細石刃。旧石器時代後期。盛岡市玉山区 大橋遺跡出土  。  

細石刃(さいせきじん)は、まるでカミソリの刃のようなとても小さい石器で、後期旧石器時代終末に作られたものです。これを製作・使用していた文化を「細石刃文化」と呼んでいます。

細石刃の特徴は、規格のそろったものが量産される、という点にあります。そのため製作方法もきわめて規則的で、旧石器人の高度な石器製作技術がうかがえる石器です。

石の割れ方には法則性があります。細石刃のような繊細で規格のそろった石器を量産するためには、その基となる石核(細石刃核)を一定の形に整える必要があります。

細石刃核を作る過程で出るくずも、一定の形をしています。打面形成・再生剥片はその最たるもので、細石刃を剥がすための打面(平坦面)を形作る時に生じるものです。
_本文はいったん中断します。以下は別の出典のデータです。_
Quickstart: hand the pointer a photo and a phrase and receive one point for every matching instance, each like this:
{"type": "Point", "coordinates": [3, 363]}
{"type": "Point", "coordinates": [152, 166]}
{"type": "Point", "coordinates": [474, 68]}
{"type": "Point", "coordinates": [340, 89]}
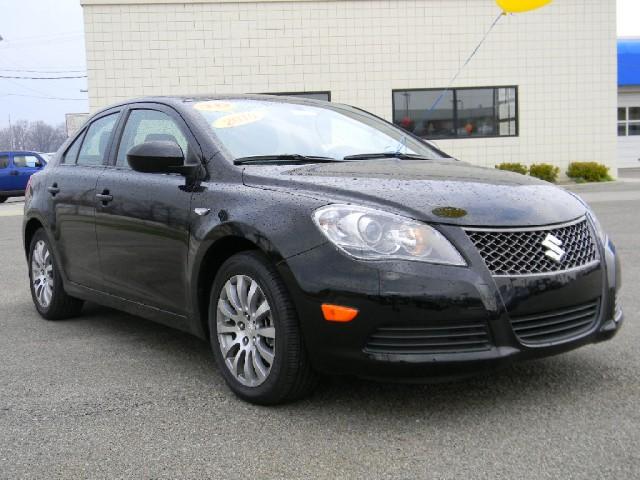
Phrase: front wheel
{"type": "Point", "coordinates": [47, 291]}
{"type": "Point", "coordinates": [255, 335]}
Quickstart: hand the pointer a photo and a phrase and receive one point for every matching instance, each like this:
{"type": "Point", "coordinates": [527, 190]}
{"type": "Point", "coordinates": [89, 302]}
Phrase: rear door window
{"type": "Point", "coordinates": [96, 142]}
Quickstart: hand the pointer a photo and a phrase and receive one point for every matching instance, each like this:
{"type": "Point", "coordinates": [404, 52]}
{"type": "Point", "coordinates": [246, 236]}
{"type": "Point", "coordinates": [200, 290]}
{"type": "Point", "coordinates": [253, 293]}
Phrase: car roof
{"type": "Point", "coordinates": [181, 100]}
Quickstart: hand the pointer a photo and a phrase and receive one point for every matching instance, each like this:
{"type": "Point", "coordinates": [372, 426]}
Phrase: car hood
{"type": "Point", "coordinates": [446, 191]}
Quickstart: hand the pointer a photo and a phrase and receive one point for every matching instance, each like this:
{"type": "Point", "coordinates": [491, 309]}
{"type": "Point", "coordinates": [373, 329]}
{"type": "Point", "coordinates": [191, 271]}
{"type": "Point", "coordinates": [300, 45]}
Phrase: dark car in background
{"type": "Point", "coordinates": [15, 170]}
{"type": "Point", "coordinates": [303, 238]}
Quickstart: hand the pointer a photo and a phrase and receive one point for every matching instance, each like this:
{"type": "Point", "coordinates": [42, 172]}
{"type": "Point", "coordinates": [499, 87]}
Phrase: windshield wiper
{"type": "Point", "coordinates": [401, 156]}
{"type": "Point", "coordinates": [284, 159]}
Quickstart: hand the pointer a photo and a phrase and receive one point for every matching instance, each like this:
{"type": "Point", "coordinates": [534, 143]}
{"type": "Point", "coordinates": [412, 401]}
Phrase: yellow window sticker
{"type": "Point", "coordinates": [213, 106]}
{"type": "Point", "coordinates": [239, 119]}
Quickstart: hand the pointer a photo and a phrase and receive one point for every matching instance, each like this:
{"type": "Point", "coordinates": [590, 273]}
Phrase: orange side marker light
{"type": "Point", "coordinates": [337, 313]}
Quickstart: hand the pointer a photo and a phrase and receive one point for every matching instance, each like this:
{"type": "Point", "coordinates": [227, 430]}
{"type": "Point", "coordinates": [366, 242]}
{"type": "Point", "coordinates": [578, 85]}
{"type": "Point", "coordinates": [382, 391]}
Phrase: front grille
{"type": "Point", "coordinates": [520, 252]}
{"type": "Point", "coordinates": [469, 337]}
{"type": "Point", "coordinates": [557, 325]}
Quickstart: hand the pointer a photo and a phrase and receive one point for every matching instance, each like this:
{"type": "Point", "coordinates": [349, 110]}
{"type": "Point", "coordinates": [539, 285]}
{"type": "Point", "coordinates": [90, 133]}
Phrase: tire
{"type": "Point", "coordinates": [247, 335]}
{"type": "Point", "coordinates": [47, 291]}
一見、小さなくずですが、ここから細石刃製作技法に迫ることができます。

狩猟文鉢。縄文時代後期。馬立II遺跡(二戸市)出土。

馬立Ⅱ遺跡は安比川支流の段丘上に立地する縄文中期から晩期の集落跡で、竪穴住居跡19棟、土坑24基などが見つかっている。

遺物の中でもっとも注目されるのはフラスコ状土坑の底から発見された狩猟文土器である。朱塗りされた口縁部から体部までの破片には、動物、弓矢、陥し穴、木と推定されるレリーフ状の文様が施されている。
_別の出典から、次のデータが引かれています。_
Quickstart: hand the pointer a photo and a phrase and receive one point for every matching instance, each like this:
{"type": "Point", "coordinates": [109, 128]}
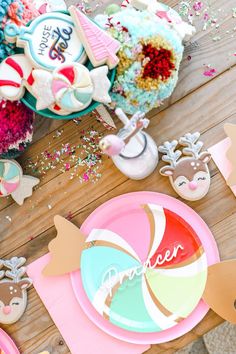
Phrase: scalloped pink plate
{"type": "Point", "coordinates": [7, 346]}
{"type": "Point", "coordinates": [104, 215]}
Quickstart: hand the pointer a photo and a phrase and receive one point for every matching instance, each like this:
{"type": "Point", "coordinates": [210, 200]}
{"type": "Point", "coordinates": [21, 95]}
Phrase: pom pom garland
{"type": "Point", "coordinates": [16, 128]}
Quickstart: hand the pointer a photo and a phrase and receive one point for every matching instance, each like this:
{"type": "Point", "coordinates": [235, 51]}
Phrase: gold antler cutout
{"type": "Point", "coordinates": [230, 130]}
{"type": "Point", "coordinates": [65, 249]}
{"type": "Point", "coordinates": [220, 291]}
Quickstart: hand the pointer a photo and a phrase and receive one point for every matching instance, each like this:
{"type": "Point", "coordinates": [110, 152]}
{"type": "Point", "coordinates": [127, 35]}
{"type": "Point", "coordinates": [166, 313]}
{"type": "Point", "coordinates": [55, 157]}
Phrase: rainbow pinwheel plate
{"type": "Point", "coordinates": [144, 267]}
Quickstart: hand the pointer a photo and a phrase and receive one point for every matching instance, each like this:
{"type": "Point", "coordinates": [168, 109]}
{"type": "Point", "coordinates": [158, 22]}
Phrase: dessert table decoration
{"type": "Point", "coordinates": [7, 346]}
{"type": "Point", "coordinates": [133, 152]}
{"type": "Point", "coordinates": [52, 75]}
{"type": "Point", "coordinates": [223, 155]}
{"type": "Point", "coordinates": [13, 286]}
{"type": "Point", "coordinates": [14, 183]}
{"type": "Point", "coordinates": [57, 295]}
{"type": "Point", "coordinates": [150, 53]}
{"type": "Point", "coordinates": [16, 133]}
{"type": "Point", "coordinates": [187, 170]}
{"type": "Point", "coordinates": [221, 289]}
{"type": "Point", "coordinates": [129, 293]}
{"type": "Point", "coordinates": [100, 47]}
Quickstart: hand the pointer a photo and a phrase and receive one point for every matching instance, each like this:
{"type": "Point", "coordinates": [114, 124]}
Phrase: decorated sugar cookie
{"type": "Point", "coordinates": [70, 88]}
{"type": "Point", "coordinates": [49, 41]}
{"type": "Point", "coordinates": [100, 46]}
{"type": "Point", "coordinates": [188, 171]}
{"type": "Point", "coordinates": [15, 74]}
{"type": "Point", "coordinates": [14, 183]}
{"type": "Point", "coordinates": [13, 286]}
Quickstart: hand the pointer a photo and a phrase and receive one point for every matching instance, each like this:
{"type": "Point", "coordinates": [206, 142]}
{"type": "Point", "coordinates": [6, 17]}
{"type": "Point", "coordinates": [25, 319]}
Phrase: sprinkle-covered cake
{"type": "Point", "coordinates": [150, 56]}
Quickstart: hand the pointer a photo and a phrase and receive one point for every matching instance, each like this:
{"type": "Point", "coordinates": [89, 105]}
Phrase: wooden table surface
{"type": "Point", "coordinates": [198, 103]}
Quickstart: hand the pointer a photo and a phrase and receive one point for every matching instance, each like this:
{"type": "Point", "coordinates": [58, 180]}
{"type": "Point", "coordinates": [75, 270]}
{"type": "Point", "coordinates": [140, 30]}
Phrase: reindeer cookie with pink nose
{"type": "Point", "coordinates": [13, 286]}
{"type": "Point", "coordinates": [187, 170]}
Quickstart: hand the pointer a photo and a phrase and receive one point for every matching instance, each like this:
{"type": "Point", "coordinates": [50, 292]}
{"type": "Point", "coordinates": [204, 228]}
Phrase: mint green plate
{"type": "Point", "coordinates": [30, 101]}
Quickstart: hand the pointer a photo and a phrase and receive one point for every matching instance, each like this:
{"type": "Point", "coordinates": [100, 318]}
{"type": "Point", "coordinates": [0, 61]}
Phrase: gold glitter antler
{"type": "Point", "coordinates": [230, 130]}
{"type": "Point", "coordinates": [65, 249]}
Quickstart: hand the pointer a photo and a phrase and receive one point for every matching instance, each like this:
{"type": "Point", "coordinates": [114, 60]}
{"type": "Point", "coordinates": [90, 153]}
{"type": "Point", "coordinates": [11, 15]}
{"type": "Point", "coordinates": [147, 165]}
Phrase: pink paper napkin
{"type": "Point", "coordinates": [218, 152]}
{"type": "Point", "coordinates": [80, 334]}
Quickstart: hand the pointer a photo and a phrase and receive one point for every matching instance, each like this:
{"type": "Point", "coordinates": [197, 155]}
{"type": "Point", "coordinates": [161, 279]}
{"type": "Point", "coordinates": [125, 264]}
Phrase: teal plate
{"type": "Point", "coordinates": [30, 101]}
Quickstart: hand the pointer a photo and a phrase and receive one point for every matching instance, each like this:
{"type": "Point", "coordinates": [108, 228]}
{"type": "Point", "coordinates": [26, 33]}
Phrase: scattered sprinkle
{"type": "Point", "coordinates": [82, 160]}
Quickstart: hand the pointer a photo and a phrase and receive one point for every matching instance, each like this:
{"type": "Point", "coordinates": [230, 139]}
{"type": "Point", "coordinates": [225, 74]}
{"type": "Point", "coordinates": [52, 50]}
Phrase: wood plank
{"type": "Point", "coordinates": [195, 112]}
{"type": "Point", "coordinates": [206, 110]}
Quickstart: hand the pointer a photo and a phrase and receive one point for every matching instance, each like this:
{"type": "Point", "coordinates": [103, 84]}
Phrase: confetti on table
{"type": "Point", "coordinates": [209, 72]}
{"type": "Point", "coordinates": [82, 160]}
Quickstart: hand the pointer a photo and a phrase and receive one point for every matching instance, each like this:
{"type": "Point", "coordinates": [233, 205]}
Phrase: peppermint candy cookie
{"type": "Point", "coordinates": [70, 88]}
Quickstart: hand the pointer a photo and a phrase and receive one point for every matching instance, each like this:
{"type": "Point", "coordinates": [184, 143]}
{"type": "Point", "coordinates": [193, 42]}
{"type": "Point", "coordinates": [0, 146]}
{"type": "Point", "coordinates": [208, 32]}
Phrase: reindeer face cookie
{"type": "Point", "coordinates": [188, 174]}
{"type": "Point", "coordinates": [13, 294]}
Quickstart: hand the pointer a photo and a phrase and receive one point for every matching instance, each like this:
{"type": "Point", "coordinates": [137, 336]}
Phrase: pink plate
{"type": "Point", "coordinates": [7, 346]}
{"type": "Point", "coordinates": [103, 216]}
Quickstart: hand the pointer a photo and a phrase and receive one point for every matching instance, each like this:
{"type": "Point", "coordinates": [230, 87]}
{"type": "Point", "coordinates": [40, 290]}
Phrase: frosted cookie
{"type": "Point", "coordinates": [100, 46]}
{"type": "Point", "coordinates": [14, 72]}
{"type": "Point", "coordinates": [188, 174]}
{"type": "Point", "coordinates": [49, 41]}
{"type": "Point", "coordinates": [13, 286]}
{"type": "Point", "coordinates": [14, 183]}
{"type": "Point", "coordinates": [71, 88]}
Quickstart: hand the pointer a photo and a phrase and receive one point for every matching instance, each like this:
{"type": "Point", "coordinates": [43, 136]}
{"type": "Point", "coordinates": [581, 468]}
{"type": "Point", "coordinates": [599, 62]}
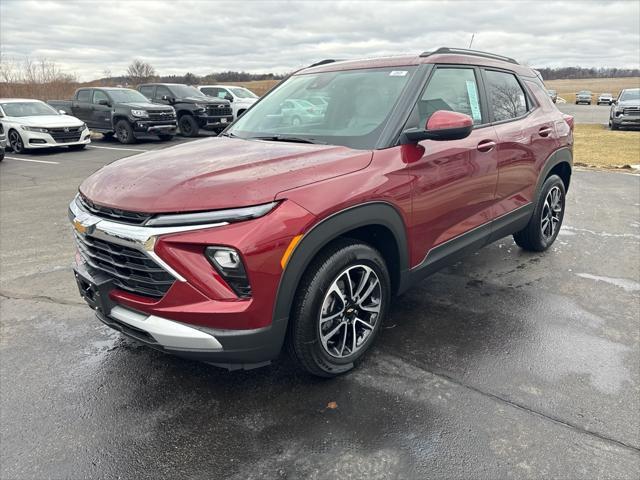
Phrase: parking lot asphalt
{"type": "Point", "coordinates": [505, 365]}
{"type": "Point", "coordinates": [586, 113]}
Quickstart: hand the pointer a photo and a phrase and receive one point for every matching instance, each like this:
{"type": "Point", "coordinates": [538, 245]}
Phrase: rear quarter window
{"type": "Point", "coordinates": [507, 99]}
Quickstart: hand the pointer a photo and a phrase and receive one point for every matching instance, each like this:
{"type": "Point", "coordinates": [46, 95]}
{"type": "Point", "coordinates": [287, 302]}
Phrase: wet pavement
{"type": "Point", "coordinates": [506, 365]}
縄文土器(切断蓋付壷)。縄文時代時期。二戸郡浄法寺町 合名沢遺跡出土。

高さ13.5×幅11.0㎝。

二戸市浄法寺町合名沢(あいなざわ)遺跡から出土した縄文時代後期初頭の壺形土器です。高さは13.5㎝で、手のひらに乗る程度の大きさです。煮炊きの痕跡が無く、全体的に赤い顔料が残っていますので、日常に使ったとは考えにくい土器です。

上から3分の1位のところに切れ目があり、上の「蓋」と下の「身」に分かれています。いったん壺の形に成形し、生乾きの時に切り離されたようです。蓋と身の向かい合った二箇所に小さな孔(あな)があります。身に何か納め、蓋をし、紐(ひも)で結わえて大切に保管することができます。
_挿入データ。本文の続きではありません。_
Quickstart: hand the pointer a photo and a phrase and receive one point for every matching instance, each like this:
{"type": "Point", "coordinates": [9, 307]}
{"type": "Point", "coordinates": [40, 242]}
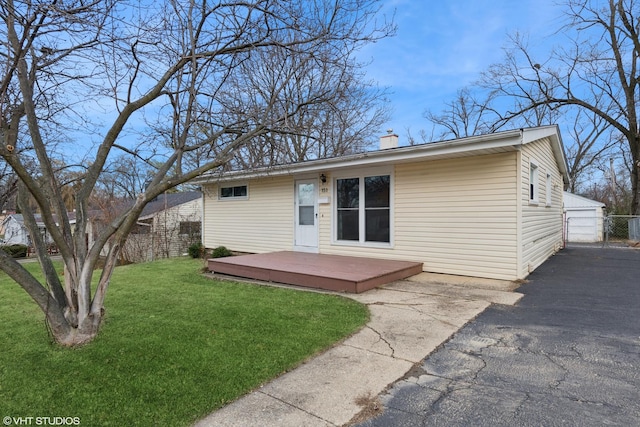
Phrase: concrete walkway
{"type": "Point", "coordinates": [409, 319]}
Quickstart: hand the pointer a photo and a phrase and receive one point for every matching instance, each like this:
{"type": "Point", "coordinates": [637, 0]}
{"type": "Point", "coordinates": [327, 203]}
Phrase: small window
{"type": "Point", "coordinates": [236, 192]}
{"type": "Point", "coordinates": [191, 228]}
{"type": "Point", "coordinates": [533, 182]}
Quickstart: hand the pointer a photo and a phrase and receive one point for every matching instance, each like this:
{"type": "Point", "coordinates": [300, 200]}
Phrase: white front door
{"type": "Point", "coordinates": [306, 215]}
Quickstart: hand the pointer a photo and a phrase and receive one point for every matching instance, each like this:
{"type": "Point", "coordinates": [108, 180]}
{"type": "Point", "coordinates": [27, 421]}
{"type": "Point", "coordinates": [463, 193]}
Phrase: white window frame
{"type": "Point", "coordinates": [549, 190]}
{"type": "Point", "coordinates": [361, 174]}
{"type": "Point", "coordinates": [233, 185]}
{"type": "Point", "coordinates": [534, 185]}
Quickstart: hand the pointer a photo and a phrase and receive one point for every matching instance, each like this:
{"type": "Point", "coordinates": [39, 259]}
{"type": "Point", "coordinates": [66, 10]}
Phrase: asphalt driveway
{"type": "Point", "coordinates": [567, 354]}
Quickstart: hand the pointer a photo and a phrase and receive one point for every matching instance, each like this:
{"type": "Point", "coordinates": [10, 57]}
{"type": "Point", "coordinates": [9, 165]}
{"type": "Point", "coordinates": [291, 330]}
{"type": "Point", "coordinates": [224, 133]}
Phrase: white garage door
{"type": "Point", "coordinates": [582, 226]}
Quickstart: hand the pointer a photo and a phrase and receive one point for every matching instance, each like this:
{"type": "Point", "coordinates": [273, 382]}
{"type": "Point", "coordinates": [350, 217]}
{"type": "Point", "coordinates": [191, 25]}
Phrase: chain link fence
{"type": "Point", "coordinates": [622, 228]}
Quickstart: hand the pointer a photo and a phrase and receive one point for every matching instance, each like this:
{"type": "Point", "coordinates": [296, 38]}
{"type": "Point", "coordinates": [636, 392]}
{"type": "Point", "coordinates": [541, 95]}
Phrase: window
{"type": "Point", "coordinates": [237, 192]}
{"type": "Point", "coordinates": [533, 182]}
{"type": "Point", "coordinates": [363, 209]}
{"type": "Point", "coordinates": [190, 228]}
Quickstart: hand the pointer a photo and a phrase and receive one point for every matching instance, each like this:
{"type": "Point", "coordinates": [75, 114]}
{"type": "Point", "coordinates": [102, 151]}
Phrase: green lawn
{"type": "Point", "coordinates": [174, 346]}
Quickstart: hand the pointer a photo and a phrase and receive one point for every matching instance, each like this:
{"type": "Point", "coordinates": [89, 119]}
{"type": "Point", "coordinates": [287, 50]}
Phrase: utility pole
{"type": "Point", "coordinates": [612, 177]}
単孔土器。縄文時代後期後半。岩手郡岩手町小山沢付近出土。高さ(17.0)×底径4.4㎝。

縄文時代後期後半の壺形土器です。岩手郡岩手町小山沢(こやまざわ)付近で出土しました。下の方に孔(あな)が一つ開けられているのが特徴で、「単孔土器」と呼ばれています。孔の部分に栓をすると液体を溜めておくことができます。孔が底ぎりぎりではなく少し上にあることから、液体に含まれる雑物を沈殿させ、上澄みだけを注ぎだすことが可能です。

大型土偶・頭部(重要文化財)。縄文時代後期。盛岡市萪内(しだない)遺跡出土。

高さ23cm。文化庁蔵。

土製素焼。顔面は眉弓上部に隆起帯をつくり、頬の外側から顎上部にかけて太い沈線をめぐらし、しかも全体を一段高くつくり、他と区分している逆三角形状の仮面を着装した状態を示しているものと思われ、また縦横の綾杉状沈線文は組み合わせ仮面(土製の耳・鼻・口を皮や布に閉じて使用する)の装飾と解される。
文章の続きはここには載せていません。